Five Star Technology Solutions: Plan 3 - Summary of Benefits and Coverage
Plan Overview
Coverage Period: October 1, 2025 – September 30, 2026
Plan Type: PPO (Preferred Provider Organization)
Coverage For: Employee & Dependents
Contact: 1-888-832-0354
Provider Search: provider-search.kariashealth.com
Karias Care Concierge: 888-832-0354
Prescription Drug Information: hpiTPA.com
Key Plan Features
Overall Deductible
In-Network:
- Single Plan: $2,500 per employee
- Family Plan: $2,500 per person / $5,000 family
Out-of-Network:
- Single Plan: $5,000 per employee
- Family Plan: $5,000 per person / $10,000 family
Important Note: Generally, you must pay all costs from providers up to the deductible amount before this plan begins to pay. For family plans, each family member must meet their own individual deductible until the total amount of deductible expenses paid by all family members meets the overall family deductible.
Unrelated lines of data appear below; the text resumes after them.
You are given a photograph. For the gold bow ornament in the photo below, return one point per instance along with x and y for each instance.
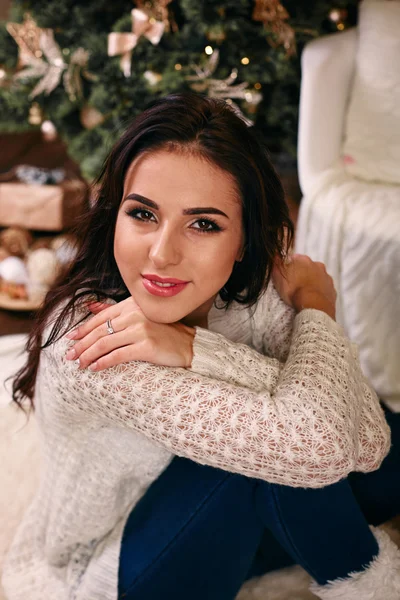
(124, 43)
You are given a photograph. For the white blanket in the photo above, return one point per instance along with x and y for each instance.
(354, 228)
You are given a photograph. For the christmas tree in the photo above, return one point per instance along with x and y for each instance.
(84, 69)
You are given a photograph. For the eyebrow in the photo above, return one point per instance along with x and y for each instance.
(200, 210)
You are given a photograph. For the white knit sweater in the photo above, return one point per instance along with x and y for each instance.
(301, 415)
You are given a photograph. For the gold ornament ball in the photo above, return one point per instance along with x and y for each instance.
(35, 114)
(338, 15)
(91, 117)
(49, 131)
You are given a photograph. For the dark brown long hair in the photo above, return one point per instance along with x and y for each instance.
(180, 122)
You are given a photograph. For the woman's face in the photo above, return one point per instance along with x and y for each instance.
(178, 233)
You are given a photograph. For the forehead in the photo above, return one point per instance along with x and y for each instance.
(162, 173)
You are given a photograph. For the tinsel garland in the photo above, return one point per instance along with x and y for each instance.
(82, 91)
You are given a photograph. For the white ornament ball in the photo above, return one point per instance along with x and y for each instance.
(13, 269)
(49, 131)
(43, 266)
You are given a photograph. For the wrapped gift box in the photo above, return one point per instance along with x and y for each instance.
(42, 207)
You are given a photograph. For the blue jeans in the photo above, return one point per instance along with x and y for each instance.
(200, 532)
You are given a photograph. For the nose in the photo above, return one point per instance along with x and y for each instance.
(165, 248)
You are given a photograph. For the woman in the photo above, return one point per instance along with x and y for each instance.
(200, 430)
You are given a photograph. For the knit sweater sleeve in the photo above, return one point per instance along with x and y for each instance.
(298, 425)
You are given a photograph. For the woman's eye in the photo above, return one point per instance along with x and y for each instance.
(206, 225)
(141, 215)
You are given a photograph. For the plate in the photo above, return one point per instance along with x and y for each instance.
(13, 304)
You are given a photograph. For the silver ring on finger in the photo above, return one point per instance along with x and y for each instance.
(110, 328)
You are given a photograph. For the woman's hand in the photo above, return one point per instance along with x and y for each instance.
(303, 283)
(135, 338)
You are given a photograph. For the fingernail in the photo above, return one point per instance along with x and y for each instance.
(71, 354)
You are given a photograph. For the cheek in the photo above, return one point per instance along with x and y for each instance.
(217, 265)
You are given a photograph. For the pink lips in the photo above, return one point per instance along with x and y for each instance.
(151, 283)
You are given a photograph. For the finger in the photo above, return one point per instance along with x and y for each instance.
(94, 336)
(110, 313)
(117, 357)
(104, 346)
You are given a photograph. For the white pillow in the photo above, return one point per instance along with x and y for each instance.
(371, 148)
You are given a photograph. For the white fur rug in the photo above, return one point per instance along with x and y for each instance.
(19, 476)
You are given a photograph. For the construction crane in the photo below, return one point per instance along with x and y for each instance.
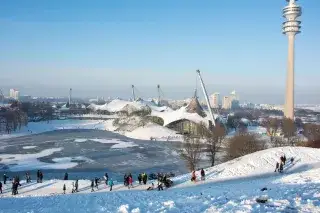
(133, 93)
(207, 99)
(1, 96)
(159, 96)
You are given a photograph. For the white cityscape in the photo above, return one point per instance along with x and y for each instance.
(211, 152)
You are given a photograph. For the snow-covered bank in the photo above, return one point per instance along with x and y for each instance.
(233, 189)
(40, 127)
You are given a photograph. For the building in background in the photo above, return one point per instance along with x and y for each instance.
(14, 94)
(215, 99)
(226, 102)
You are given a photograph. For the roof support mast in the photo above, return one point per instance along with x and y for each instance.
(206, 97)
(159, 97)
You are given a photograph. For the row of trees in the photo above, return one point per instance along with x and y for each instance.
(12, 119)
(214, 141)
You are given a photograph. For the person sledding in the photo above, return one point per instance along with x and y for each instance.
(110, 183)
(277, 167)
(64, 188)
(281, 167)
(193, 176)
(203, 175)
(106, 178)
(92, 185)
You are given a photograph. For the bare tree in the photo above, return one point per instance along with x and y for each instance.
(244, 144)
(191, 151)
(289, 130)
(214, 142)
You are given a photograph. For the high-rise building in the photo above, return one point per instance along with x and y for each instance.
(14, 94)
(291, 27)
(226, 102)
(215, 99)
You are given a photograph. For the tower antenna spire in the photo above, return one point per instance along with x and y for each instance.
(291, 27)
(133, 93)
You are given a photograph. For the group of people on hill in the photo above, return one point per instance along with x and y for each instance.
(16, 182)
(128, 180)
(194, 176)
(279, 166)
(15, 185)
(143, 178)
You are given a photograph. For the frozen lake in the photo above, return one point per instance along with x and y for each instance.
(86, 154)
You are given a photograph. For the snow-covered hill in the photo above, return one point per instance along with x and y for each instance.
(230, 187)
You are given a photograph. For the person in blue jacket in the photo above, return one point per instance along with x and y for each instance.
(110, 183)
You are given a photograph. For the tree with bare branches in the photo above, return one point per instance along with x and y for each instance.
(214, 141)
(243, 144)
(191, 152)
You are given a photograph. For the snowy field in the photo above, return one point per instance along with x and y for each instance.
(40, 127)
(86, 154)
(230, 187)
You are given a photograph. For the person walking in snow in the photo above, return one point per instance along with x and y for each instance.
(277, 167)
(144, 178)
(106, 178)
(160, 187)
(28, 178)
(96, 180)
(130, 181)
(193, 176)
(72, 190)
(281, 167)
(150, 187)
(38, 176)
(92, 185)
(203, 175)
(125, 180)
(110, 183)
(5, 179)
(41, 176)
(140, 178)
(64, 188)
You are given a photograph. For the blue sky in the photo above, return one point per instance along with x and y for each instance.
(102, 47)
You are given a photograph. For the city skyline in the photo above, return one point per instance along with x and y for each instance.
(103, 48)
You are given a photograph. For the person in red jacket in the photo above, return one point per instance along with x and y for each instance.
(193, 176)
(130, 181)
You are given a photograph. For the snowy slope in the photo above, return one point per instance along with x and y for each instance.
(40, 127)
(234, 189)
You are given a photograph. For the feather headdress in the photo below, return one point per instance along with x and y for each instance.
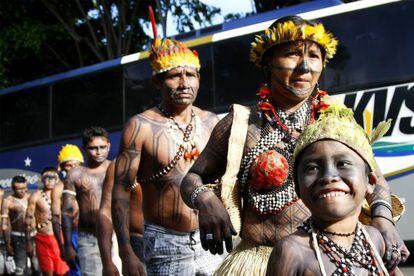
(337, 122)
(290, 31)
(167, 54)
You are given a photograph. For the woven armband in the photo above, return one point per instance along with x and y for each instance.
(69, 192)
(195, 194)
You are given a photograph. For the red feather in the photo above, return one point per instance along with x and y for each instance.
(153, 24)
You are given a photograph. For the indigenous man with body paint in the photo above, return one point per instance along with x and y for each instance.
(39, 215)
(13, 225)
(3, 252)
(157, 149)
(334, 172)
(84, 184)
(108, 246)
(291, 54)
(69, 157)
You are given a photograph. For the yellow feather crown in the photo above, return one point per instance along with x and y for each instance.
(289, 31)
(167, 54)
(337, 122)
(70, 153)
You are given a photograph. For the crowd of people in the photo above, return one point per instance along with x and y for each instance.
(284, 180)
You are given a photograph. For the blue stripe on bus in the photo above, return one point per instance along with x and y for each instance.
(398, 175)
(393, 153)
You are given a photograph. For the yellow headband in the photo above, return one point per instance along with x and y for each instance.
(289, 31)
(337, 122)
(70, 153)
(167, 54)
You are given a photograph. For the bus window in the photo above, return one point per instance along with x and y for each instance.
(140, 93)
(205, 98)
(237, 80)
(94, 99)
(24, 117)
(375, 52)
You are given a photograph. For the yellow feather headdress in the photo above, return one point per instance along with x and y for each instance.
(70, 153)
(337, 122)
(167, 54)
(290, 31)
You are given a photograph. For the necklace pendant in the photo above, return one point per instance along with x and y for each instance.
(191, 155)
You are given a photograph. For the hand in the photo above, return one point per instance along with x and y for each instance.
(109, 269)
(9, 249)
(29, 249)
(215, 224)
(131, 265)
(70, 256)
(395, 250)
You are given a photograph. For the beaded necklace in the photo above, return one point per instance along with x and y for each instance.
(49, 203)
(187, 149)
(276, 131)
(361, 254)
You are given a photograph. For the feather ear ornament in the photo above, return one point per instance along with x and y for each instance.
(381, 129)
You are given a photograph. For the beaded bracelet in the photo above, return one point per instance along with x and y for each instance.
(384, 217)
(382, 203)
(195, 193)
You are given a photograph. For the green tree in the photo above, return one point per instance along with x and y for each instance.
(43, 37)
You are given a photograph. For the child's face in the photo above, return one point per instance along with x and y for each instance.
(332, 180)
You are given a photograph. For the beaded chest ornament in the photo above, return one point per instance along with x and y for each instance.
(360, 255)
(279, 133)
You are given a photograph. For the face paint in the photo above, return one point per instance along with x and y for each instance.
(180, 85)
(296, 68)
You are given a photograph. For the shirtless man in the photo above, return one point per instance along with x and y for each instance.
(39, 213)
(3, 253)
(69, 157)
(291, 53)
(85, 182)
(13, 218)
(105, 227)
(158, 147)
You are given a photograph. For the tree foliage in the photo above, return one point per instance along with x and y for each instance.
(43, 37)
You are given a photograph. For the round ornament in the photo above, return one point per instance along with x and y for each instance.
(269, 171)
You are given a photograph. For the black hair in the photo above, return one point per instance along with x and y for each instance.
(18, 179)
(92, 132)
(49, 169)
(265, 59)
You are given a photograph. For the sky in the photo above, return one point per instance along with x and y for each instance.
(226, 6)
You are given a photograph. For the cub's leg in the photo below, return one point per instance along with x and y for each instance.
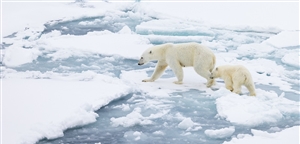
(204, 73)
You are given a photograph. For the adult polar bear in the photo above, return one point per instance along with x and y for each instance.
(180, 55)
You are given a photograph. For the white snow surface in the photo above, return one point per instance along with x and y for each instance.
(40, 105)
(292, 59)
(289, 135)
(266, 107)
(44, 108)
(281, 41)
(220, 133)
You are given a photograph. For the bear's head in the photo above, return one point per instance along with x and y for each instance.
(215, 73)
(150, 54)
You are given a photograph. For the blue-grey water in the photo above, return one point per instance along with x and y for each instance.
(192, 103)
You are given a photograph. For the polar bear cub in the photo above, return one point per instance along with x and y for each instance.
(234, 77)
(180, 55)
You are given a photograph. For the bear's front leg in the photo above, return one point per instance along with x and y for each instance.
(159, 69)
(177, 69)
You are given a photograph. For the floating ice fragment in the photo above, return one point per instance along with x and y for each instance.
(220, 133)
(186, 123)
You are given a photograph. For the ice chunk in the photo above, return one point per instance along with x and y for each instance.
(255, 50)
(220, 133)
(158, 133)
(134, 135)
(289, 135)
(16, 55)
(125, 30)
(55, 112)
(291, 59)
(186, 123)
(133, 118)
(266, 107)
(284, 39)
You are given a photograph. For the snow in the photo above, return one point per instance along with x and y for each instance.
(34, 109)
(220, 133)
(186, 123)
(289, 135)
(291, 59)
(59, 68)
(284, 39)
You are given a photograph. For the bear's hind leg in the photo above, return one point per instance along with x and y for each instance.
(206, 74)
(177, 69)
(236, 84)
(251, 89)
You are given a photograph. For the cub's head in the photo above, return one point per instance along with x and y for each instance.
(215, 73)
(149, 55)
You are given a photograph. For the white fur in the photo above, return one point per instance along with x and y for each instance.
(180, 55)
(234, 77)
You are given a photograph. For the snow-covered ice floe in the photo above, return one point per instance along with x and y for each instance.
(71, 74)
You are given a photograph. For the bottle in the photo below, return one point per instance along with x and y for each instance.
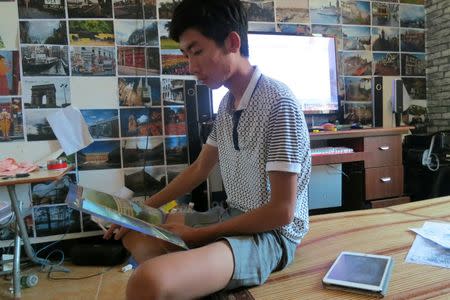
(29, 280)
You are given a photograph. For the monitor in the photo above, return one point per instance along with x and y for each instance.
(307, 64)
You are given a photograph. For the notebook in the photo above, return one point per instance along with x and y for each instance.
(360, 273)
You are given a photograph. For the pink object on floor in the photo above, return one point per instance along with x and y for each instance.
(10, 167)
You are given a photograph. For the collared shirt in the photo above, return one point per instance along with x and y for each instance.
(273, 136)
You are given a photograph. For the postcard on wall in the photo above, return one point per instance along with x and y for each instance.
(144, 151)
(46, 92)
(53, 32)
(9, 73)
(11, 119)
(45, 60)
(145, 181)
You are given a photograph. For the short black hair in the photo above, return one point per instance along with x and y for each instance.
(215, 19)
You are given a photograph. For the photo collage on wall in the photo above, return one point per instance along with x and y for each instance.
(142, 133)
(374, 38)
(114, 61)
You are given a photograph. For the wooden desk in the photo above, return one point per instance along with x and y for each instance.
(40, 175)
(380, 178)
(380, 231)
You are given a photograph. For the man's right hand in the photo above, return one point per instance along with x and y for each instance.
(116, 230)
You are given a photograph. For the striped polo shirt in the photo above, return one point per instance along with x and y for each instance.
(272, 136)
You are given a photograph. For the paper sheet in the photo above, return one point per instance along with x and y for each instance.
(436, 232)
(70, 129)
(425, 251)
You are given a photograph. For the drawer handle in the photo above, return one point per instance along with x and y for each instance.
(385, 179)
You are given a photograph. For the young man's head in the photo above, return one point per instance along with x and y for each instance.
(215, 19)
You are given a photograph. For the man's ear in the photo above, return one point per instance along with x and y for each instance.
(233, 42)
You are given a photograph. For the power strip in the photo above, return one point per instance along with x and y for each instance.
(7, 266)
Services Covered Before Meeting Deductible
Yes, certain services are covered before you meet your deductible:
- In-network preventive services
- Physician office visits
These services may have a copayment or coinsurance. The plan covers certain preventive services without cost sharing and before you meet your deductible.
Out-of-Pocket Limit
In-Network:
- Single Plan: $5,500 per employee
- Family Plan: $5,500 per person / $11,000 family
Out-of-Network:
- Single Plan: $11,000 per employee
- Family Plan: $11,000 per person / $22,000 family
What This Means: The out-of-pocket limit is the most you could pay in a year for covered services. Family members must meet their own out-of-pocket limits until the overall family out-of-pocket limit is met.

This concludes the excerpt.